When I called the Verbier Guide Office to complete the last of the 48 Swiss 4,000m peaks I should have requested an old, gauloises smoking guide who had seen better and faster days. Having completed the Ultra Trail de Mont Blanc only two days previously, I was looking for a slow and steady ascent of the Lauteraarhorn. I met Alan Tissieres at the station and was dismayed to discover he was a former member of the Swiss ski mountaineering team, a 6.5 hour Patrouille de Glacier finisher and a running friend of Kilian Jornet! I knew this final climb was going to hurt!

From Grindelwald we took the cable car to the start of hike to the hut and Alan was happy for me to set the pace and it was an untaxing three hours and twenty minutes to the hut. I was relieved he was happy to take account of my tired legs.
There were only four of us in the hut as the weather had been very unpredictable and we still not sure whether conditions would allow us to summit. After dinner, we set our alarms for 2:00am as cloud engulfed the hut.
I peered out of the window at 2:00am and could see stars and the Swiss flag hanging limply and it looked like the weather was being kind. We set off at 2:45am and headed down to the glacier, a downhill start allowed my legs a chance to warm-up. We then continued on the glacier that gently fell away which also did not tax my legs. A climbing helmet screwed to a stake indicated the start of the ascent.

Alan casually walked up the steep and winding slope at a pace which required me to be working at close to threshold – I knew it was going to be a long and hard day. I kept pace for an hour but with no respite in sight I had to plead for a slightly less frenetic pace. Sebastian and I have often wondered why we are relatively slow and it is because we just do not work that hard on the approach.
From the rocky and windy track, we moved briefly onto the glacier which we climbed without crampons and then it was on to the ridge. There was no moon to speak of and the only light came from our torches so it was difficult to make out how much exposure I was facing. For most of the ridge Alan was short roping (a technique where the guide keeps the client on a very short rope designed to quickly catch a slip before it becomes a serious fall). This went on for a long time.

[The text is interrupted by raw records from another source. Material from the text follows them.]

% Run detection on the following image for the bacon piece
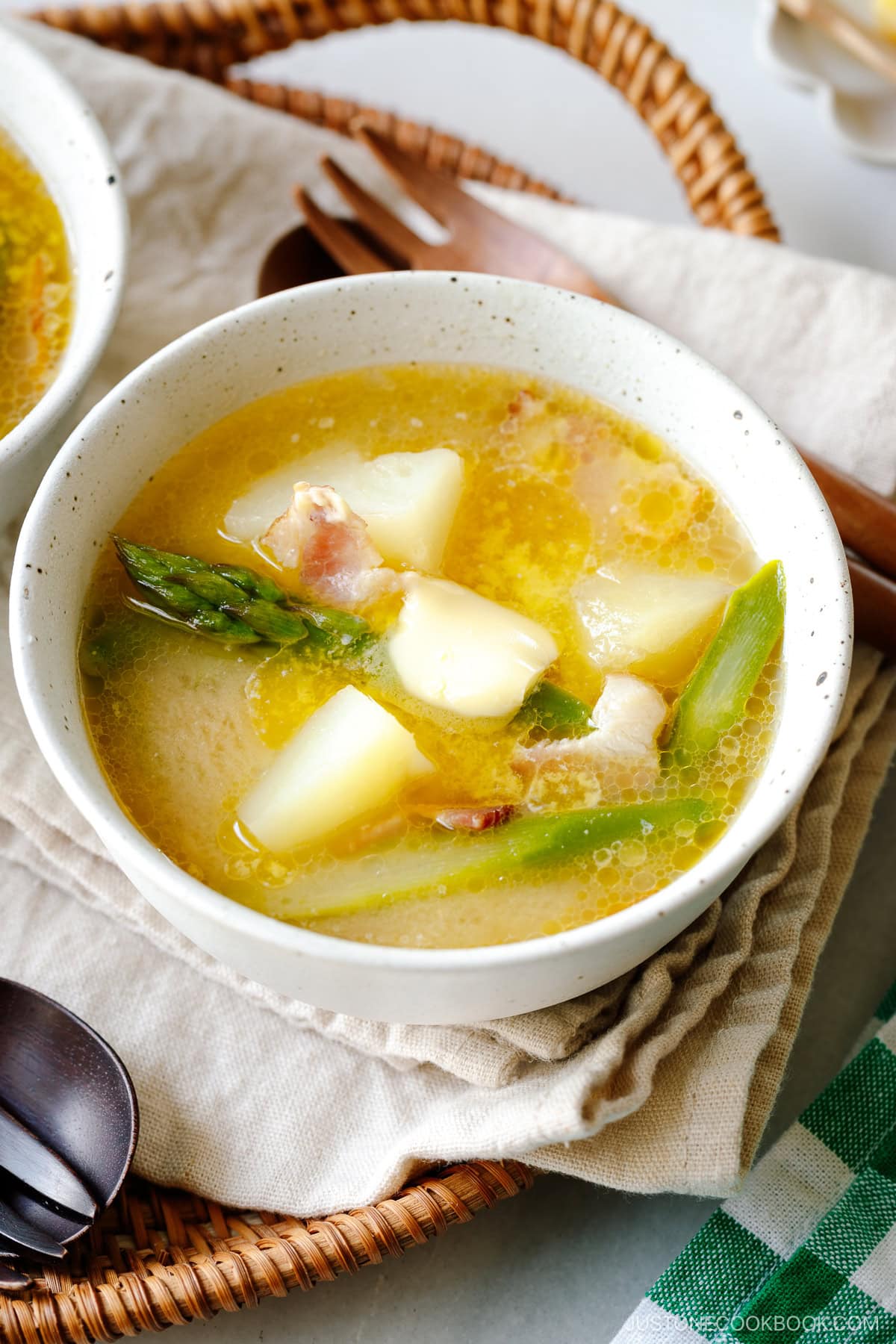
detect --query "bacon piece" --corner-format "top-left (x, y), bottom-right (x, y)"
top-left (411, 803), bottom-right (516, 830)
top-left (261, 481), bottom-right (399, 606)
top-left (500, 387), bottom-right (544, 434)
top-left (337, 812), bottom-right (407, 853)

We then had to traverse a face and we were relieved that there was no snow which could have made the traverse “delicate” which I believe is a euphemism for seriously scary. It was then back on to the ridge line which continued up towards the summit. There were a few climbing moves required here and there but it was generally straightforward albeit a little cold.
Suddenly we were at the summit – the last of my Swiss peaks. I was not particularly emotional, probably because I was not with a familiar face. We shot some photos and then began the descent. With the sun now high in the sky I was able to appreciate just how ridiculously long and exposed the ridge was. We descended quickly and I was moving more confidently than usual on the knife edge ridges. It went on and on and on.

Finally, we arrived back on the approach track and shed the rope but even this track went on for ever as did the glacier and the climb back up to the hut. We arrived back at the hut in under twelve hours which, whilst not record breaking, was two to three hours faster than the guidebook time. I was pretty happy that my legs had not completely seized up.
We were still under the clock however as we had until 6:00pm to make the final cable car. After a swift transition to shorts and approach shoes we began the walk back to the lift. I say walk but it was effectively a run for me to keep up with Alan. We made it back in two hours and twenty minutes which gave us a chance for a celebratory panache (shandy) before dropping down to Grindelwald.
It was all pretty business like and I do not think I have fully processed both the UTMB and my final Swiss peak. For now I am simply going to focus on arranging the celebratory lunch!